La signora, in abiti casalinghi e ciabatte, coperta sul davanti da un grembiule bianco decorato con ricami di fiorellini rosa, passava in rassegna le due pentole contenenti uova nella prima e pancetta nella seconda.
Katherine Blacklow era la perfetta donna di casa: sapeva ricamare e cucire, era un'ottima cuoca e non c'era giorno in cui ogni singolo angolo dell'abitazione risultasse pulito e lucidato con cura. Fino a qualche tempo prima, riusciva a tenere a bada acari e polvere come nulla fosse. Con l'avanzare dell'età, però, la vedova aveva dovuto fare i conti con i tanto odiati dolori agli arti, al collo, con le ossa scricchiolanti e talvolta persino con certi problemi di memoria che le facevano dimenticare dove aveva messo lo straccio - accuratamente riposto nello sgabuzzino, come al solito - o il paio d'occhiali lasciati sulla poltrona su cui si sarebbe seduta qualche minuto dopo, ritrovandoli.
Era stato proprio a causa della vecchiaia che alla vedova era venuta in mente l'idea di una cameriera. E quella mattina, mentre Lily visitava il circo, aveva passato in rassegna i fogli di una trentina di ragazze, tutte giovani e disoccupate, che avrebbero potuto fare al caso suo. O meglio, al caso loro.

Lily, dopo più di dieci anni di studi, tesi per prepararsi al diploma e quattro anni lavorativi, era vagamente in grado di tenere ordine nella sua stanza. Lo sapeva, era parecchio vergognoso, e certe volte si domandava come sarebbe potuta sopravvivere al college se con lei non ci fosse stata la sua compagna di stanza, Christine, che come incarico principale aveva quello di mantenere nei cassetti i vestiti di entrambe - e in particolar modo quelli di Lily, che sembravano saltare fuori ogni volta che la ragazza apriva l'armadio.
A parte questo, diciamo che con i lavori domestici se la cavava abbastanza bene: grazie agli insegnamenti della signora Blacklow e di Donna, era in grado di cucinare una torta senza mandare a fuoco la cucina e in seguito di ripulire i piatti e i vari oggetti utilizzati.

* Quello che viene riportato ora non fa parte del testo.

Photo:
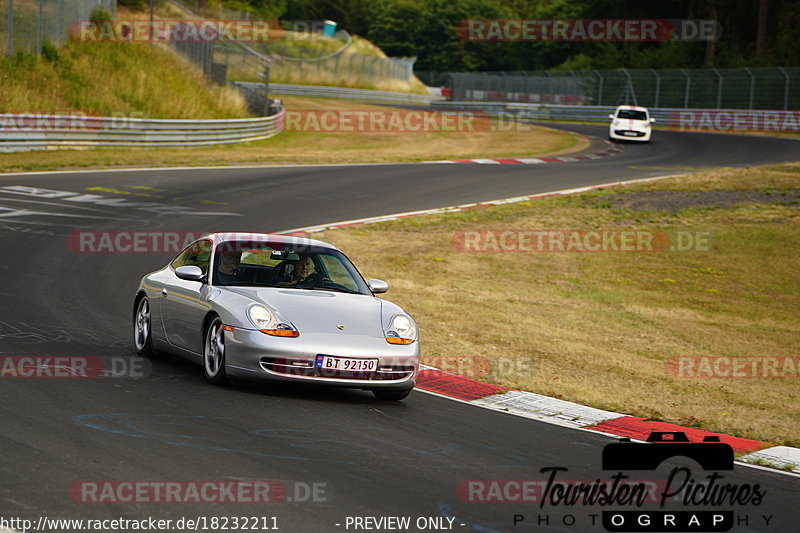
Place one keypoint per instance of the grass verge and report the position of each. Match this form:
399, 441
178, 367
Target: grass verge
307, 147
601, 328
113, 79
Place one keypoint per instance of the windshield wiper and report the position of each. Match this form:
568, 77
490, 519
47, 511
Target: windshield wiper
337, 289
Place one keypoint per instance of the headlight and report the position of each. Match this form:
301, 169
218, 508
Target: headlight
266, 322
402, 330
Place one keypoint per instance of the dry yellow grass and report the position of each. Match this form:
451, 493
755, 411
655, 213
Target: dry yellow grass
314, 147
600, 328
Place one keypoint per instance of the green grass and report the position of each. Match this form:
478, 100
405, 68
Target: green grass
110, 79
600, 328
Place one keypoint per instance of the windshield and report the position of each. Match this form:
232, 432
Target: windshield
631, 114
262, 264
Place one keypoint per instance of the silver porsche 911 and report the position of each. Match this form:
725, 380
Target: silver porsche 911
275, 307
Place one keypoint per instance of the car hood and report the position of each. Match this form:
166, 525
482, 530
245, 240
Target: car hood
632, 124
321, 311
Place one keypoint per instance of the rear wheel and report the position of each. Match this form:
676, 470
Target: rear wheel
142, 330
391, 394
214, 353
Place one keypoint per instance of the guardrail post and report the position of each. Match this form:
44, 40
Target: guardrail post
39, 28
600, 88
629, 86
658, 87
785, 89
10, 26
752, 87
688, 87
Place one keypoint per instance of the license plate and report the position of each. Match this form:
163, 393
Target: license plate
327, 362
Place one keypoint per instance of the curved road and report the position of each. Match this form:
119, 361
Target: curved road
368, 458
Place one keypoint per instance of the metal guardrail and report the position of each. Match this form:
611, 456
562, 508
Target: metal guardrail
665, 116
21, 133
701, 88
324, 91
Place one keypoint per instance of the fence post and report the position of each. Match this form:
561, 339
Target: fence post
629, 85
688, 86
658, 87
10, 25
39, 28
599, 88
785, 89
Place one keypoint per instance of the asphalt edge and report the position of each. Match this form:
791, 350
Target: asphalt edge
751, 453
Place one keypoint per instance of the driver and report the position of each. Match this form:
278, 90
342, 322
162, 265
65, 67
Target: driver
228, 267
303, 271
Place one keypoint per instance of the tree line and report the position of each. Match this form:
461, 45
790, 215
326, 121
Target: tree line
753, 32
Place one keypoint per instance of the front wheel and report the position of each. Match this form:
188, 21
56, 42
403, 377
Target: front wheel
391, 394
142, 329
214, 353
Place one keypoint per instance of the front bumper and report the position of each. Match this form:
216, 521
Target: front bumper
256, 355
629, 135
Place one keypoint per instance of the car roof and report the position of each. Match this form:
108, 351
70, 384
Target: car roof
221, 237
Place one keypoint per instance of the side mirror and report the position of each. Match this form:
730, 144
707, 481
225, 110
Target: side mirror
189, 273
378, 286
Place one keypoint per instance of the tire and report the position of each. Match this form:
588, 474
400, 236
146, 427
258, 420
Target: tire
214, 353
391, 394
142, 329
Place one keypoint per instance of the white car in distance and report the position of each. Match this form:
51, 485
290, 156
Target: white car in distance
630, 123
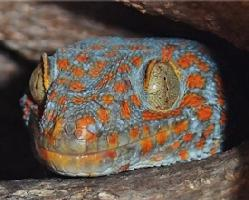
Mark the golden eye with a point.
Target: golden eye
(38, 82)
(161, 85)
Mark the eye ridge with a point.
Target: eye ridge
(161, 85)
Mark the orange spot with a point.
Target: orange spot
(62, 81)
(167, 53)
(111, 54)
(76, 86)
(146, 130)
(137, 61)
(103, 115)
(62, 100)
(105, 80)
(78, 72)
(90, 137)
(96, 47)
(213, 150)
(124, 168)
(202, 66)
(204, 113)
(148, 72)
(56, 132)
(161, 136)
(149, 115)
(200, 144)
(134, 133)
(107, 99)
(187, 60)
(180, 126)
(51, 115)
(146, 145)
(183, 154)
(208, 131)
(125, 110)
(135, 100)
(221, 100)
(137, 47)
(110, 154)
(79, 100)
(97, 69)
(63, 64)
(218, 80)
(192, 99)
(52, 95)
(187, 137)
(195, 81)
(84, 121)
(124, 68)
(82, 58)
(175, 145)
(120, 86)
(112, 140)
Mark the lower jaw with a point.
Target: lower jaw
(87, 165)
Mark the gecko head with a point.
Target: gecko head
(94, 109)
(84, 109)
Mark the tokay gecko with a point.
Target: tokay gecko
(107, 105)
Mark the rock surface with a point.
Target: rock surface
(228, 20)
(221, 177)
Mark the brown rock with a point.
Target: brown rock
(228, 20)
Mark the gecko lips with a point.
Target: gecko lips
(107, 105)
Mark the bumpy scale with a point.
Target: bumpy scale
(106, 105)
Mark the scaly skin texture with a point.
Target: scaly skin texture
(97, 118)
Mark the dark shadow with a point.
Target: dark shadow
(18, 161)
(17, 158)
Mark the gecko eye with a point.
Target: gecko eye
(37, 81)
(161, 85)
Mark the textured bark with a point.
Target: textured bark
(220, 177)
(228, 20)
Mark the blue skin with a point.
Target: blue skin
(129, 153)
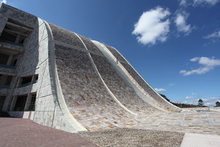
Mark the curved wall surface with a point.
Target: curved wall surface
(81, 85)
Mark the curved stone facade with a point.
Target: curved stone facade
(78, 84)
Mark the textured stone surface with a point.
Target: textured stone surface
(196, 120)
(66, 36)
(116, 54)
(124, 93)
(90, 46)
(25, 133)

Lily era seduta su una sedia accanto al tavolo, lagnandosi con la padrona di casa sulla giornata che aveva avuto, parlandole del suo incontro poco amichevole con l'ispettore Dyler.
«Beh, tesoro, direi che hai avuto proprio una bella mattina» ridacchiò la signora spegnendo le fiamme dei fornelli e pulendosi le mani di olio e sale sul grembiule per poi prendere dalla credenza sopra la cucina due bicchieri di vetro trasparente e passandoli a Lily, che grugnì, cogliendo molto bene il sarcasmo dell'anziana vedova.
«Suvvia, sono sicura che la prossima volta andrà meglio. È solo una questione di tempo e fiducia» tentò di consolarla ancora quella, sistemando le posate e i tovaglioli sulla superficie di legno e preparandosi per mettere il cibo nei piatti. «Molto presto, vedrai che ci prenderai la mano.»
«Certo» disse Lily con finto tono fiducioso. «E continuerò a fare brutte figure fin quando non ci riuscirò.»
Si sedettero a tavola, con la signora Blacklow che, finalmente, si accomodò sulla sedia mettendo i piatti pieni di cibo davanti a loro.
«Perlomeno sai già a cosa andrai in contro, quando lo vedrai di nuovo. Solo, cerca di non lasciarti andare, come al tuo solito.»
«Che vuole dire?» domandò confusa Lily.
«No, nulla» biascicò l'altra, tagliando distrattamente un pezzo di albume bianco, «Solo che, scusami, cara, ma a volte tendi a lasciarti andare e a parlare troppo.»
«Cosa? Non è vero, quando mai è successo?» "Semmai penso quello che vorrei dire" aggiunse nella sua testa.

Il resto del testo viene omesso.